Abidjan, Oct 28 - Unlicensed cocoa buyers from neighbouring Ghana crossed into Ivory Coast to take advantage of an ongoing Ivorian cocoa strike while exporters wait for deliveries to load on ships, farmers said on Tuesday.
Farmers in the southwestern region around the port of San Pedro, which handles nearly 50 percent of output from the world's biggest grower, and also in the east, began blocking cocoa deliveries last week as they hold out for higher prices.
"The strike continues," said Joseph Yao Kouame, head of the SAPICOCI union. "In the bush we are making sure that beans aren't leaving."
Cocoa merchants in Abidjan and San Pedro, the West African country's two ports, have said the strike is disrupting their schedules.
"There are no trucks this morning because of the strike," said a purchasing manager with a European exporting firm in Abidjan on Tuesday.
"We have our factories, we have our targets, and we are well behind those targets," he said. "We have met only 27 percent of our targets for October."
Port-side arrivals of beans ready for shipment are less than half their level at this time last year, at around 63,000 tonnes from Oct. 1-26, down from 167,292 tonnes.
Cocoa merchants from Ghana, the world's No. 2 grower, were crossing the border to attempt to illegally buy Ivorian cocoa at higher prices than licensed buyers are offering.

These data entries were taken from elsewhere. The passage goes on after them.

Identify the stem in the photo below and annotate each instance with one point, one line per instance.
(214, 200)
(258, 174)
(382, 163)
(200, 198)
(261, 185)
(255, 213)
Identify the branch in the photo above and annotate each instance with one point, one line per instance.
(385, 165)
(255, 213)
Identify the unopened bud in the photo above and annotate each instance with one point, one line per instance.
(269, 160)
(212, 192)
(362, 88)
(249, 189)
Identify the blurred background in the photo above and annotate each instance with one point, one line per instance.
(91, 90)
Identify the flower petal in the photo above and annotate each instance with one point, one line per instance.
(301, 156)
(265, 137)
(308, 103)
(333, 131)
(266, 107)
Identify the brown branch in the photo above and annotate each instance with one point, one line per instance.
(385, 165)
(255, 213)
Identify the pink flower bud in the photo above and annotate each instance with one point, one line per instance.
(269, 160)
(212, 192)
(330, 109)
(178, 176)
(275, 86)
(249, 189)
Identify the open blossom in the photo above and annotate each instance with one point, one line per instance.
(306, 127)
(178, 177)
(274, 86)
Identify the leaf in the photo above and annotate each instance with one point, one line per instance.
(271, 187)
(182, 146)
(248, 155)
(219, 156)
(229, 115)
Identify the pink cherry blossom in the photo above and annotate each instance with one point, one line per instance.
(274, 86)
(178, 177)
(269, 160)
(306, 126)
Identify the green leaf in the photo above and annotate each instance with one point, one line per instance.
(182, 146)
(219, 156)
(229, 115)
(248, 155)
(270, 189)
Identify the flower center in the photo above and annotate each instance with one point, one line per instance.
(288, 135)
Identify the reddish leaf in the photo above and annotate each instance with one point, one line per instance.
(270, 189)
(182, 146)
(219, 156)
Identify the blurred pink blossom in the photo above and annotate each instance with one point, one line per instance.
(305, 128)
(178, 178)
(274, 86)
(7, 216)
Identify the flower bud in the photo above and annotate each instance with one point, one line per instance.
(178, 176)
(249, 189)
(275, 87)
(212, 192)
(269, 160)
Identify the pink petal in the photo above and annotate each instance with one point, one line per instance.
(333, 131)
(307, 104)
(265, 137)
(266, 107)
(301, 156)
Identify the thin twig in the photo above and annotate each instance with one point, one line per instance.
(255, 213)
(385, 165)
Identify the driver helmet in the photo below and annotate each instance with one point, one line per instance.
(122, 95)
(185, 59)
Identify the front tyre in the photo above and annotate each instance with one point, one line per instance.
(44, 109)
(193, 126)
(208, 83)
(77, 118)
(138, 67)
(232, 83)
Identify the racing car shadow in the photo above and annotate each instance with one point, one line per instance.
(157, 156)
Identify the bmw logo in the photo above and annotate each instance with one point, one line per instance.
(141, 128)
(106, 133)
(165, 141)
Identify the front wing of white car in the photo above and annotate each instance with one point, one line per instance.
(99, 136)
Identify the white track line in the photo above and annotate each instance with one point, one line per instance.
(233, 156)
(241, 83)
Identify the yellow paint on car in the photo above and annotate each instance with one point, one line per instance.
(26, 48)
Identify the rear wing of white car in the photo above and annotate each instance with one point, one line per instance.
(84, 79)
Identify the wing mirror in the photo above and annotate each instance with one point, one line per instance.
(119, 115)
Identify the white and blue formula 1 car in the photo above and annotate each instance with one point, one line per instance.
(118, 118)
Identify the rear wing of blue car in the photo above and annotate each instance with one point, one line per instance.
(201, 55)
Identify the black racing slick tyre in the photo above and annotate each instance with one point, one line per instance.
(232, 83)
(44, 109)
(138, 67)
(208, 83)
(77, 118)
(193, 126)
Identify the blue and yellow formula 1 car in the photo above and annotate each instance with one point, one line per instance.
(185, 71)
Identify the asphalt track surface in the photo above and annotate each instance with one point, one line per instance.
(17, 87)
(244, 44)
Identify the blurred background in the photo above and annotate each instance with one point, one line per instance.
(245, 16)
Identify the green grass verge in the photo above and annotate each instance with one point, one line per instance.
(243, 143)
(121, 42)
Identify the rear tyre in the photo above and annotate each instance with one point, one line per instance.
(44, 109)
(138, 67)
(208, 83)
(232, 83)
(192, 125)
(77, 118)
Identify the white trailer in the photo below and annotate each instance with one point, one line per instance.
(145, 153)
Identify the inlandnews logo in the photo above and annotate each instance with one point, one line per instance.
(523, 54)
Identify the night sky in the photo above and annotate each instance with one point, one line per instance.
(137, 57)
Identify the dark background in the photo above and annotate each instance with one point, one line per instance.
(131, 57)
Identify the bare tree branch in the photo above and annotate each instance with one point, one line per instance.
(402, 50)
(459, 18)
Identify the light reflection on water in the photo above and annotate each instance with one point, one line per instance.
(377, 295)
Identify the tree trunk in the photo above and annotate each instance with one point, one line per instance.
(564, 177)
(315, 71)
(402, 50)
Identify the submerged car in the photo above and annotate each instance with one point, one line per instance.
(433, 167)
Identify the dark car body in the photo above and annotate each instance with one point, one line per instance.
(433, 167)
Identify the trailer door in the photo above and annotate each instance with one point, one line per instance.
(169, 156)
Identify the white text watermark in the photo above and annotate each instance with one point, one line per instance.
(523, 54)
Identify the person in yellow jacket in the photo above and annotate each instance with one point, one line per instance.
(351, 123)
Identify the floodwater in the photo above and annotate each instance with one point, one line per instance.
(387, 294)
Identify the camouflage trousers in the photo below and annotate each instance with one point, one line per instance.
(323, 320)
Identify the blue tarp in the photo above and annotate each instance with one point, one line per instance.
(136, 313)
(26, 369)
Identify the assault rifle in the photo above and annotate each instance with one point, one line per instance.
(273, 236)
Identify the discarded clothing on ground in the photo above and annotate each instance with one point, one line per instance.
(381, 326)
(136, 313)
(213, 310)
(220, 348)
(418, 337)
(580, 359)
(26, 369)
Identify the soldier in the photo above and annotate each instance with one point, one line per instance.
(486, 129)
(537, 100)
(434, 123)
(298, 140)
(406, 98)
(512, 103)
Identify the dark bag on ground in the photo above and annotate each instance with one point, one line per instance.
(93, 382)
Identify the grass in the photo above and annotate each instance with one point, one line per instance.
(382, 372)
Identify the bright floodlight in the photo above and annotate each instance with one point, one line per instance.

"There are lots of Ghanaian buyers who are slipping into the region to buy at 600-650 francs, but still farmers aren't too enthusiastic about selling," farmer Joseph Amani said.
The striking farmers want buyers to pay the full 700 CFA francs ($1.34) per kg reference price set earlier this month by the government and the committee that manages the industry, but which traders say is well above market levels.
In the east of the country, a less important growing region than the southwest but still a major source of cocoa, there were signs some farmers had responded to recent attempts by traditional chieftains to broker a deal.
"After the king's appeal for calm, strikers have lifted some barriers and some of them have begun loading to sell in Abidjan, particularly those who have received money from exporters," Amani said.